The following is the analysis of a lime used in a Leeds tannery, which was made by Mr. G. W. Flower, B.Sc., in the Leather Industries Laboratory of the Yorkshire College[71]:—
| Per cent. | |
|---|---|
| SiO2 and insoluble matter | 17·70 |
| Fe2O3 | 6·42 |
| CaO | 49·86 |
| CaCO3 | 14·21 |
| CaSO4 | 3·01 |
| CaCl2 | 0·33 |
| MgO | 2·09 |
| Organic matter | 0·80 |
| Moisture by difference | 5·58 |
| 100·00 | |
[71] Journ. Soc. Chem. Ind., 1901, p. 224.
The sample only contained 31·02 per cent. of available lime, the remainder being probably combined with the silica. It also contained an appreciable quantity of iron oxide, which might lodge mechanically in the pores of the skin and become dissolved in later processes, darkening the colour of the leather. The lime was also under-burnt, judging from the amount of carbonate it contained.
For comparison with this, the analysis of a good specimen of carboniferous-limestone lime from Buxton may be given:—
| Per cent. | |
|---|---|
| CaO | 91·95 |
| MgO | 1·30 |
| CO2 and moisture | 6·75 |
| 100·00 | |
Determination of “Available” Lime.—The practical value of lime for the tanner is easily determined by drawing a sample by breaking off small pieces from a number of lumps of the bulk, coarsely pulverising them in a mortar, and then rapidly grinding a portion as fine as possible, and transferring it at once to a stoppered bottle for weighing. A portion of this, not exceeding 1 grm., is shaken into a stoppered liter flask, which is filled up roughly to the mark with hot and well-boiled distilled water, and allowed to stand for some hours with occasional shaking. When cold it is filled exactly to the mark with cold distilled water, well shaken again and allowed to settle, or rapidly filtered, and 25 or 50 c.c. of the clear liquid withdrawn with a pipette and titrated with N⁄10 hydrochloric or sulphuric acid and phenolphthalein. Each cubic centimeter of N⁄10 acid equals ·0028 grm. CaO. It is generally a very mistaken economy to make use of an inferior lime for tanning purposes, as any saving in cost is discounted by the larger quantity required, the more frequent cleaning of the pits, and the danger of stains and of burns from imperfect slaking.

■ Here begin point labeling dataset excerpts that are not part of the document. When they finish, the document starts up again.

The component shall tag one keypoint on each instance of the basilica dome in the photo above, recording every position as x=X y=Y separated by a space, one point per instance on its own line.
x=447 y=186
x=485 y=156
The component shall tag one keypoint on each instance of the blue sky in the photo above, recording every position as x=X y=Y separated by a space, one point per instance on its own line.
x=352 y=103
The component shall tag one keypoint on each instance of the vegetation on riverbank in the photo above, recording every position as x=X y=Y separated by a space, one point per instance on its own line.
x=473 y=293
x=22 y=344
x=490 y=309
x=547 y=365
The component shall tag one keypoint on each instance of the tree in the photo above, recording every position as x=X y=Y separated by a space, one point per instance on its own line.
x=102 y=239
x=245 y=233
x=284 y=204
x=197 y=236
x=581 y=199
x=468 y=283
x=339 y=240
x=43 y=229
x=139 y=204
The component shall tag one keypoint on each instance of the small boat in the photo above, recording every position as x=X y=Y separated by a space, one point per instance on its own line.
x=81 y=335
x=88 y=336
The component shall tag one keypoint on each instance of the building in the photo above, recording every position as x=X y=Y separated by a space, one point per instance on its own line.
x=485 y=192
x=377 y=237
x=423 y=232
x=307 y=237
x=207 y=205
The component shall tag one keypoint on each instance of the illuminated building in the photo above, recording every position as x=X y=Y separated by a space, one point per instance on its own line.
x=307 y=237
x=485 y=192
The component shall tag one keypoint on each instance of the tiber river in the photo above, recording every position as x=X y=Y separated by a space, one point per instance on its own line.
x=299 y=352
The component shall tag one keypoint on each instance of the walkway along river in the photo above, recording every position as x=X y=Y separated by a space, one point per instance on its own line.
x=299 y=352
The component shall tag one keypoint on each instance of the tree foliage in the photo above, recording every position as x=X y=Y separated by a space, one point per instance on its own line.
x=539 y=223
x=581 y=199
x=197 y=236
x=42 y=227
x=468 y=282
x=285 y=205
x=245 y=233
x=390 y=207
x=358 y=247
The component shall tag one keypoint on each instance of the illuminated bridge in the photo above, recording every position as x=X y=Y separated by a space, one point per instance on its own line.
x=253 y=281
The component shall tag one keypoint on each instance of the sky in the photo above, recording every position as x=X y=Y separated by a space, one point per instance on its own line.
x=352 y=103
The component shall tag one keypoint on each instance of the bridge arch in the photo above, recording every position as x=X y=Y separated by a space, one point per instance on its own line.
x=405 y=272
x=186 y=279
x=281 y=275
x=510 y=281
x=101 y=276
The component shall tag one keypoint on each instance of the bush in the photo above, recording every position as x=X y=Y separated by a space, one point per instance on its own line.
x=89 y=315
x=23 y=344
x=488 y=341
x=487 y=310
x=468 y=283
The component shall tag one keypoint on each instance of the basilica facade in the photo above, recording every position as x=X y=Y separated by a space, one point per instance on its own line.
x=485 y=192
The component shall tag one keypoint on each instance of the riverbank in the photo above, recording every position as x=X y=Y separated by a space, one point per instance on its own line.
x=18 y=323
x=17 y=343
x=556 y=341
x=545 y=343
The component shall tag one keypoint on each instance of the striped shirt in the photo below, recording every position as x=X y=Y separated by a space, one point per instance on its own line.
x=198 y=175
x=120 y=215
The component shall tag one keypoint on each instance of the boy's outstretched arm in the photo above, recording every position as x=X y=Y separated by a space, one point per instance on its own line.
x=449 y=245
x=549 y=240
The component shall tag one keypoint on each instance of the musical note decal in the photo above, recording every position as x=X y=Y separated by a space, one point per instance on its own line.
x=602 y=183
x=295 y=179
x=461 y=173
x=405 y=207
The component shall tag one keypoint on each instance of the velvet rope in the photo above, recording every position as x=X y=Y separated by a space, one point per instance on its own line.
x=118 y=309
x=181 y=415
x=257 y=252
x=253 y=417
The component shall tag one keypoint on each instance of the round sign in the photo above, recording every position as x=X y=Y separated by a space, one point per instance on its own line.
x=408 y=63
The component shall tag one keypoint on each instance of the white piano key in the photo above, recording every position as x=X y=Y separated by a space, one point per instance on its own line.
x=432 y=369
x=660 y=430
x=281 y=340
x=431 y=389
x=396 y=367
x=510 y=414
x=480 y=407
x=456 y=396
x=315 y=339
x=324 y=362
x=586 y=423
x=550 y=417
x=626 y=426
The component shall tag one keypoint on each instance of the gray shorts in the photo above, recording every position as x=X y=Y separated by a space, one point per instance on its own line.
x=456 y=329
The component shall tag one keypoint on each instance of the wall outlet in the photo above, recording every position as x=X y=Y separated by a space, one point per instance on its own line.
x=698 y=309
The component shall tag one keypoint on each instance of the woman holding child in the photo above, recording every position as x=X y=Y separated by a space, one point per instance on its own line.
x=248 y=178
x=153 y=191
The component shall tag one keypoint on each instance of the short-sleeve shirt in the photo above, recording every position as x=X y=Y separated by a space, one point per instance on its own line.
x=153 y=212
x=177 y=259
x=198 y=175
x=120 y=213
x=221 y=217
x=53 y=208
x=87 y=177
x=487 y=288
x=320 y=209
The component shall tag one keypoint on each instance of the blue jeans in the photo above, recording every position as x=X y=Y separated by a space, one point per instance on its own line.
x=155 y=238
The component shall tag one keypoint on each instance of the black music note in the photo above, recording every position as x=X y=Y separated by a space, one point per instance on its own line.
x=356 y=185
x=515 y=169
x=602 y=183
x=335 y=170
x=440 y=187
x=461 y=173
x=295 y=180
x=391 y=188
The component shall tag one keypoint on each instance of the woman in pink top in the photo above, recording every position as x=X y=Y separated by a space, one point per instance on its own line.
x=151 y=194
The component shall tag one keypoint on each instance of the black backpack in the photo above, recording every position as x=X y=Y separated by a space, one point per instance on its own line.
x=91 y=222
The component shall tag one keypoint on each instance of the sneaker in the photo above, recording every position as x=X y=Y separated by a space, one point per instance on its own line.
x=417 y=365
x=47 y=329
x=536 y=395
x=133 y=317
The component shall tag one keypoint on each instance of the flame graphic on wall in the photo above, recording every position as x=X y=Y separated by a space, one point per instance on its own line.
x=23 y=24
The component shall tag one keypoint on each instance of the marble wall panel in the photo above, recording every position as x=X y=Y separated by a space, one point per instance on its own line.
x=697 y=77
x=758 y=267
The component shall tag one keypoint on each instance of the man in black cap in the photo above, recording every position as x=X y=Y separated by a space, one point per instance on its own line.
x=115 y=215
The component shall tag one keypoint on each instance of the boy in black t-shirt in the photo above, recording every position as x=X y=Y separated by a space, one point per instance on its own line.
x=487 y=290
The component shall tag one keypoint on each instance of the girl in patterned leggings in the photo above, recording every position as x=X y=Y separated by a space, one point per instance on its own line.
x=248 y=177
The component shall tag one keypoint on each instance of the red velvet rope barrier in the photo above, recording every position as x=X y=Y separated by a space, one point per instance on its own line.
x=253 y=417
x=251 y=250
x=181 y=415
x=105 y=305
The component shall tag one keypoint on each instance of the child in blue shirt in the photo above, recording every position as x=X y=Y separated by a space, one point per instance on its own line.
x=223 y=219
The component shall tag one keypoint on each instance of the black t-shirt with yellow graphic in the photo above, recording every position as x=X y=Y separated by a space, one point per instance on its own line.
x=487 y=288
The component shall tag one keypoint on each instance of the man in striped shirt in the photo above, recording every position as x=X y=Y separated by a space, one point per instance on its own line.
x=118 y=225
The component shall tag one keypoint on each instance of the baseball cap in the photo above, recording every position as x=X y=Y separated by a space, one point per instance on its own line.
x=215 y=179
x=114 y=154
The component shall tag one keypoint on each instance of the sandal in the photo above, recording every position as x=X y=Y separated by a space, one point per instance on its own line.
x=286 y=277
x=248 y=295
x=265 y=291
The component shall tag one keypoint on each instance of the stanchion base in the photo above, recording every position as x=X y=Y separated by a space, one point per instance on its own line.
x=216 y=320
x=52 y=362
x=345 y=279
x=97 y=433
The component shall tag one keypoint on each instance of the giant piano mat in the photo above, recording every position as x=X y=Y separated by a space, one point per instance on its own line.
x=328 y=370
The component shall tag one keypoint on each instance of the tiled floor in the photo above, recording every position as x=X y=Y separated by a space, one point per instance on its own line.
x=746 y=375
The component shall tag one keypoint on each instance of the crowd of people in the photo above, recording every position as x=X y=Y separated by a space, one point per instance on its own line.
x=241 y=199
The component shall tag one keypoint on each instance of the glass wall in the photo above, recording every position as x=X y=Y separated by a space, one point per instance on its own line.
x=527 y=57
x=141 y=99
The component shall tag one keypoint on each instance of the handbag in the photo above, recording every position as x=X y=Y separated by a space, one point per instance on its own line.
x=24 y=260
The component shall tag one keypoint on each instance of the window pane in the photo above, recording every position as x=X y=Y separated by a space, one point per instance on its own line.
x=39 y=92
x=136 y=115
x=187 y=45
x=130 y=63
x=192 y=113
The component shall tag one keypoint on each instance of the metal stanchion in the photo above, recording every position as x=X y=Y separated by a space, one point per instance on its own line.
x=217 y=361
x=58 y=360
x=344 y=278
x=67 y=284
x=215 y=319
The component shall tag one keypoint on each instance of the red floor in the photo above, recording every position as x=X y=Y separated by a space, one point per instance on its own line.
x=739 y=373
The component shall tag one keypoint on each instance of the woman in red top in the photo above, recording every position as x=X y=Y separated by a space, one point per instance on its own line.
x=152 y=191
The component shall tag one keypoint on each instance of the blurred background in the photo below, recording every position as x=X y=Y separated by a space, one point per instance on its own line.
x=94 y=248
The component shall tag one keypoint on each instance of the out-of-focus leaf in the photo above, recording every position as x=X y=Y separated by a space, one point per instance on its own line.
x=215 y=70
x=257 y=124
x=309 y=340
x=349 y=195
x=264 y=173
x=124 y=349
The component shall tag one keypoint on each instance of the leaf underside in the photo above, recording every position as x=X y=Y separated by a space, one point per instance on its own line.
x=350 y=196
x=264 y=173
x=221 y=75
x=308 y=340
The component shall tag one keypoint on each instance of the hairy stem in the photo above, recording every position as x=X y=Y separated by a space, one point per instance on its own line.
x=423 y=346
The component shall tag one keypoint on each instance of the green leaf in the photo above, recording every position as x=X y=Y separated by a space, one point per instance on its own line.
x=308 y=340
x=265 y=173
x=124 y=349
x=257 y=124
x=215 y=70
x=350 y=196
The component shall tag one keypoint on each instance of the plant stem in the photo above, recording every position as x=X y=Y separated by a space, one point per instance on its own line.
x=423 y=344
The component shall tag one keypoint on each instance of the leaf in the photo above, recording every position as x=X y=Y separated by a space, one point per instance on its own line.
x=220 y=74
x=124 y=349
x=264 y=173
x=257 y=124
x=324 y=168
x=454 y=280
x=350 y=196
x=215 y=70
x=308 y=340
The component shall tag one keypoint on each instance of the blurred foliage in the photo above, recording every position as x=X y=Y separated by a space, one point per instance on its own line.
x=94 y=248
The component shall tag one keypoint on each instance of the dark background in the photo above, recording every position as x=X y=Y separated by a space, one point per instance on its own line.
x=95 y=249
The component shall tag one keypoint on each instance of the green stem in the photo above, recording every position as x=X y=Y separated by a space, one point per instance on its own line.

The action of lime on the hide has already been spoken of to some extent. It is throughout a solvent one. The hardened cells of the epidermis swell up and soften, the mucous or growing layer and the hair-sheaths are loosened and dissolved, so that, on scraping with a blunt knife, both come away more or less completely with the hair (constituting “scud” or “scurf,” Ger. Gneist or Grund). The hair itself is very slightly altered, except at its soft and growing root-bulb, but the true skin is vigorously acted on. The fibres swell and absorb water, so that the hides become plump and swollen, and, at the same time, the “cement-substance” of the fibres is dissolved, and they become split-up into finer fibrils: the fibrils themselves become first swollen and transparent, and finally corroded, and even dissolved. A similar swelling of the fibres is produced by both alkalies and acids, and is probably due to weak combinations formed with the fibre-substance, which have greater affinities for water than the unaltered hide.[72] This swelling is useful to the tanner, since it renders the hide easier to “flesh” (i.e. to free from the adhering flesh) on account of the greater firmness which it gives to the true skin. It also assists the tanning, by splitting up the fibre into its individual fibrils, and so exposing a greater surface to the action of the liquors. This is advantageous in dressing-leather which is afterwards tanned in sweet liquors, and which must have the cement-substance of the fibres dissolved and removed for the sake of flexibility; and, in the case of sole-leather, it is necessary for sake of weight and firmness that the hide be plumped at some stage of the process; but it is probable that this effect is produced with less loss of substance and solidity by suitable acidity of the tanning-liquors. Another advantage of lime is that it acts on the fat of the hide, converting it more or less completely into an insoluble soap,[73] and so hindering its injurious effects on the after tanning process, and on the finished leather. If strong acids whether mineral or organic are used later on, this lime soap is decomposed, and the grease is again set free. In sweated or very low-limed hides this grease is a formidable evil, causing darkening or grease spots on the finished leather.
[73] This has been questioned, but I have satisfied myself it is correct.